Surely if I asked you what superpower you would like to have, you would tell me that you would love to be invisible at will. Curiously, achieving this is easier than you might think: sometimes you don’t have to hide in plain sight to be invisible . Who has not listened to a driver who, driving with his eyes fixed on the road, did not see that animal that was standing calmly on the asphalt until it was too late? How is it that we cannot see something that is before our eyes?
That we sometimes go completely unnoticed was made clear in 1995, in an incident involving several Boston police officers and four criminals who had been involved in a shootout. One of the police officers, a plainclothes African-American named Michael Cox, was chasing one of the suspects when another police officer, who had just arrived, mistook him for one of the criminals and began severely beating him. This fact made very clear the racist prejudices that still exist in the United States. But what is striking is that, while the group of (white) policemen were beating Cox , another policeman named Kenny Conley passed by them and, according to what he testified in the subsequent trial, he did not see them. Conley was convicted of perjury and obstruction of justice because it was impossible for the court and jurors not to have seen what was happening.
In 2011, psychologists Christopher Chabris and Daniel Simons asked themselves what no one had done before: What if Conley really did not see the aggression? To verify this, they designed a peculiar experiment: they asked a group of volunteers to run after one of their assistants and count the number of times the hat was touched. At one point along the way, these psychologists had arranged for two men to be beating (simulated) a third. The result was very revealing: in broad daylight more than 40% of the volunteers did not see the fight . When this same experiment was done at night, the percentage rose to 65%. Really poor Conley could not see the beating of Cox.
Blindness from lack of attention
Chabris and Simons had been studying so-called inattentional blindness for more than a decade. Their work became famous when in 1999 they did the gorilla experiment : they asked a group of volunteers to watch a video in which there was a group of people, half wearing a white t-shirt and the other half black. Those in white passed a basketball between them and those in black also did the same. To introduce an added complication point, the players were not standing still, but were constantly moving. The task ahead of the volunteers was to count the number of passes made by those in white shirts.
At the end of the video, the psychologists asked what the number of passes had been (15) and if they had seen anything unusual. Surprisingly, half of those who participated in the experiment did not see a person in a gorilla costume enter from the right side, weave between the players, hit his chest in the center of the scene, and exit from the left side of the screen. ; all this in 9 seconds. A similar result was found when replacing the gorilla with a woman with an open umbrella.
In the opinion of these psychologists, not seeing the gorilla is due to a lack of attention: the subjects were busy performing a complex task -counting ball passes- that the gorilla was literally invisible to their eyes. One of the most surprising implications of this work is that one thing is what is in our visual field and quite another that we are aware of perceiving what is there : depending on what we are paying attention to, we will perceive some things and not others.
This happens in all kinds of situations, including at work. Thus, in July 2013 the journal Psychological Science published an article by a group of psychologists who had tested the observation skills of the 24 radiologists at the prestigious Brigham and Women Hospital in Boston. They had been given five scans, each with five images each, of patients’ lungs and had to search them for signs of possible cancer. But what they did not know is that in some images of one of the five patients they had added the figure of a dancing gorilla . How many saw that gorilla inserted in the images of a lung? Very few: 83% of those specialist doctors did not see it. It’s not because they couldn’t see them, but because their brains were busy with what they were doing: They were looking for cancer nodules, not gorillas.

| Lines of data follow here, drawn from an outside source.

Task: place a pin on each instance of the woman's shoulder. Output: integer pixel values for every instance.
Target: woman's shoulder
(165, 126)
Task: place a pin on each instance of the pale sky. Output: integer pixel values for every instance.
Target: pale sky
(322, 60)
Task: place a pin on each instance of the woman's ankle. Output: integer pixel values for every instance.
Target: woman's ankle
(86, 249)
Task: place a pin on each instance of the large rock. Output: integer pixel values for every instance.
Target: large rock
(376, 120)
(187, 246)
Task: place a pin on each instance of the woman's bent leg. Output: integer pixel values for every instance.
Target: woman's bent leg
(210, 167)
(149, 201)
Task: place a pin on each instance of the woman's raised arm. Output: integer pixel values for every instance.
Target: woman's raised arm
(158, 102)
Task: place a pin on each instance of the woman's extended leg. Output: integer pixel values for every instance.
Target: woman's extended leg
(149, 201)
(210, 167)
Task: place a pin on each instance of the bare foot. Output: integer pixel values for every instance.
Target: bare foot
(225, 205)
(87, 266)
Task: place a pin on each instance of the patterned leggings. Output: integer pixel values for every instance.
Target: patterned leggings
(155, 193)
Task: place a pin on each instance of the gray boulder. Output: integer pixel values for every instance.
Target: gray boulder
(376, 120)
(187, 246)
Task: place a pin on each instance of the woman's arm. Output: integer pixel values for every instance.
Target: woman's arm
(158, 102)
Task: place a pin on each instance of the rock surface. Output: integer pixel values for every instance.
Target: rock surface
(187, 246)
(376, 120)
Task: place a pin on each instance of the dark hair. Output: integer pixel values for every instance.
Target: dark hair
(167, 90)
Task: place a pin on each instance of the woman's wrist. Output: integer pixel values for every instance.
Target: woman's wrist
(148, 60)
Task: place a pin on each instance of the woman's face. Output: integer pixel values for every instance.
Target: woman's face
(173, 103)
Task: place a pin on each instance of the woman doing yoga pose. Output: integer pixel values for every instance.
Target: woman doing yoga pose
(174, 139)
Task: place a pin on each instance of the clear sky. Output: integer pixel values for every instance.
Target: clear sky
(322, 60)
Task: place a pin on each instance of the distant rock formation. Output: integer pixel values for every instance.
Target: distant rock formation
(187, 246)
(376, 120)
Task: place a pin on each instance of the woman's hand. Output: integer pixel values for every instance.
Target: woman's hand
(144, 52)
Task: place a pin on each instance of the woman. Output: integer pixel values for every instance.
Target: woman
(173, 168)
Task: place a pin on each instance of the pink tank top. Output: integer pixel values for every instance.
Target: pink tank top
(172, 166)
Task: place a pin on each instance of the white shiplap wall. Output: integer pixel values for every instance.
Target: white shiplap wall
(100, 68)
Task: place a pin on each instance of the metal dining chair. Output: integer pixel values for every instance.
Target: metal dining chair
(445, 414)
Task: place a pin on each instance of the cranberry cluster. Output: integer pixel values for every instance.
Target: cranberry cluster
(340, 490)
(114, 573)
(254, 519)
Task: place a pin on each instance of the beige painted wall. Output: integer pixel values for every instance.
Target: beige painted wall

For his part, Christopher Wickens, a psychologist at the University of Illinois who specializes in aviation issues, has found that devices that project flight information (such as airspeed or altitude) on the windshield of the plane or on the helmet of the pilot are not as good an idea as might be expected. Thus, Wickens has shown that if an aircraft unexpectedly appears in the field of view, the pilot is usually unaware of its presence because he is attentive to the projected data. “We now know that superimposing images on the pilot’s field of view does not guarantee that they will detect what appears in the real world beyond the glass of the plane,” says Wickens.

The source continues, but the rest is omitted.